Baseado numa histórica verídica
"Se não é verosímil, não vale nada. Mesmo que seja verdade", defende Germain, professor de literatura francesa, num dos muitos conselhos sobre a escrita de ficção dados a Claude, aluno com quem vai ganhando maior afinidade ao longo de "Dentro de Casa".
Tal como o filme de François Ozon acaba por revelar aos poucos, esses conselhos nem sempre devem ser seguidos à letra. E ainda bem, porque este olhar sobre os códigos da literatura e os limites do voyeurismo torna-se, a certa altura, num ensaio pouco verosímil mas, ainda assim, numa das experiências mais entusiasmantes com direito a estreia por cá este Verão.
Curiosamente, o lado menos credível de "Dentro de Casa" nem é o do filme dentro do filme (ou antes o do livro dentro do filme, centrado nos textos com continuação que o aluno vai entregando ao professor).
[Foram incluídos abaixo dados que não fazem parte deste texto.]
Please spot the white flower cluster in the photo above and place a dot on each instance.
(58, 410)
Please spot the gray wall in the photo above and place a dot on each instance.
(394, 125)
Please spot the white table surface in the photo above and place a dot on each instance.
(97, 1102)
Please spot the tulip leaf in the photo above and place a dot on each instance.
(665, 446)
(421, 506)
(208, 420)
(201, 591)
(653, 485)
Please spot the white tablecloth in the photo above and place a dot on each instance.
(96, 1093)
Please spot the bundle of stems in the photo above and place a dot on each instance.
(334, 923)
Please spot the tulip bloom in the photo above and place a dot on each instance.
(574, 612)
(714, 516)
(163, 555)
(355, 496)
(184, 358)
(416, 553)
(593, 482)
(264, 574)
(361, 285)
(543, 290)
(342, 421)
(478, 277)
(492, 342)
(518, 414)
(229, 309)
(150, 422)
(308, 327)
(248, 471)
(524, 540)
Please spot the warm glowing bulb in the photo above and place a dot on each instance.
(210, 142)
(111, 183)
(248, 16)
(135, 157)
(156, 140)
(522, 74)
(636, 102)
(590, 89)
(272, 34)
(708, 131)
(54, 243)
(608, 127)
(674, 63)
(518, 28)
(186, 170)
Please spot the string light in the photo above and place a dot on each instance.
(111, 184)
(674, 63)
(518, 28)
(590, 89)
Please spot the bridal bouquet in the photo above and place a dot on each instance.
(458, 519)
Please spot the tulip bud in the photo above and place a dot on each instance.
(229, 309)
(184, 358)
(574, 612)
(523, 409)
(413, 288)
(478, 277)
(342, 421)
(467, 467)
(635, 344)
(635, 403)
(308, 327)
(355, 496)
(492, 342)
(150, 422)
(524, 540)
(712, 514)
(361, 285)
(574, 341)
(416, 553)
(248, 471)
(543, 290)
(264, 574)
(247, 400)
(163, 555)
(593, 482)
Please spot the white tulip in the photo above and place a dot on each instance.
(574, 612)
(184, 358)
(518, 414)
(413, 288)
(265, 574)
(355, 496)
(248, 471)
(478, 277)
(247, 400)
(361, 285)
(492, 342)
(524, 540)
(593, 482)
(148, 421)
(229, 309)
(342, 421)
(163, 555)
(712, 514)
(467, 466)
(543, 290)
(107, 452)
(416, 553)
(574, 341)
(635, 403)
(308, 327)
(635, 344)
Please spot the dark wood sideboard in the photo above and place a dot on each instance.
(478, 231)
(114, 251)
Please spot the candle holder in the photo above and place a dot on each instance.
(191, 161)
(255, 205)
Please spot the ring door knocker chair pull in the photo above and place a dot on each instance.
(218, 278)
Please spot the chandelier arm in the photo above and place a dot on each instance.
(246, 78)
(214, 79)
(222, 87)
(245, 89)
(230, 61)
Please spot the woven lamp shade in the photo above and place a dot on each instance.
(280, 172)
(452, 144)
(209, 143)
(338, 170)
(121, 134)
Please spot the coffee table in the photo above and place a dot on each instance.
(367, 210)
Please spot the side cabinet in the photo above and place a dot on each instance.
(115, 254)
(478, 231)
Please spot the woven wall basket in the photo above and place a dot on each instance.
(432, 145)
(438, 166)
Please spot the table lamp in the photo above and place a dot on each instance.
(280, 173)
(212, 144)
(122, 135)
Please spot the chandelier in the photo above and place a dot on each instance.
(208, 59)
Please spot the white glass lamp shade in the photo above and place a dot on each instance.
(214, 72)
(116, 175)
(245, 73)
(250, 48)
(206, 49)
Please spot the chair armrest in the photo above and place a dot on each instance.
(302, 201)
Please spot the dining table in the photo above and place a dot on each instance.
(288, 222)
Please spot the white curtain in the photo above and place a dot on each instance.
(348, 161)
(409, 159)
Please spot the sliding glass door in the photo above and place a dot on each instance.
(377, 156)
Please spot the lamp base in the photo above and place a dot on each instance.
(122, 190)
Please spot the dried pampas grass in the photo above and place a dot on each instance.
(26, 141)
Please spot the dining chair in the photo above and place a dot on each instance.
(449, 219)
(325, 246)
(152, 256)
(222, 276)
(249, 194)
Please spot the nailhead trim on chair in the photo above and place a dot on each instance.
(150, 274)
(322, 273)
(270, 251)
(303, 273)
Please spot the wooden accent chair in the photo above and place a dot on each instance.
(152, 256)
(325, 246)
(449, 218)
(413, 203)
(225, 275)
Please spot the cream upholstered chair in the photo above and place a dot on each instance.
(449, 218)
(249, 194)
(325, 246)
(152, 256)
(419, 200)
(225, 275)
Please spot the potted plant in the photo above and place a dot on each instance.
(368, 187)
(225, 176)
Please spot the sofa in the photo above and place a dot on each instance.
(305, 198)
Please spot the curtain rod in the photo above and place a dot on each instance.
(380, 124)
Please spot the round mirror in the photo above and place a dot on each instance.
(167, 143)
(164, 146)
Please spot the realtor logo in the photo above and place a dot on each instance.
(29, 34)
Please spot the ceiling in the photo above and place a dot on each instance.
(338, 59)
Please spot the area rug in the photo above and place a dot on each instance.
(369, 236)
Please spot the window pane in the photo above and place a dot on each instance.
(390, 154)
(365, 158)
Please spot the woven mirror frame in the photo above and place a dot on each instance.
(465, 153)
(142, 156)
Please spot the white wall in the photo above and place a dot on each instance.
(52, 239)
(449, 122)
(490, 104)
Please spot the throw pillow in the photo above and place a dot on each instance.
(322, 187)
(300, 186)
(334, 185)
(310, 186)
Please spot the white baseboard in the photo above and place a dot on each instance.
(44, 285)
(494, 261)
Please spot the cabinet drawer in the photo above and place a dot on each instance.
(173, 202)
A relação de cumplicidade entre Germain e Claude, essa sim, evolui de forma demasiado fácil, até leviana, mais para servir o argumento do que as personagens, e aí Ozon perde algum peso dramático. Felizmente, perde-o a favor de um exercício mais certeiro e lúdico do que muitos workshops de escrita criativa, partindo do quotidiano de uma família da classe média descrito a traço grosso (pelo aluno) que vai ganhando maior espessura à medida que é lido, dissecado e comentado (pelo professor).
Deste jogo narrativo nasce um dos melhores filmes do realizador francês, obsessivo e implacável (sejam as personagens mais ou menos letradas) sem deixar de ser espirituoso no retrato social e cultural (as farpas atiradas aos extremos das artes plásticas são especialmente irresistíveis). O elenco, do novato Ernst Umhauer aos veteranos Fabrice Luchini, Emmanuelle Seigner ou Kristin Scott Thomas, adapta-se com desenvoltura à colagem de thriller psicológico, drama familiar/conjugal, sátira pouco inocente e, por fim, braço de ferro entre pupilo e tutor. E Ozon, com um savoir faire inatacável, diverte-se e diverte-nos numa das suas obras mais engenhosas, onde a imaginação tenta disfarçar a solidão.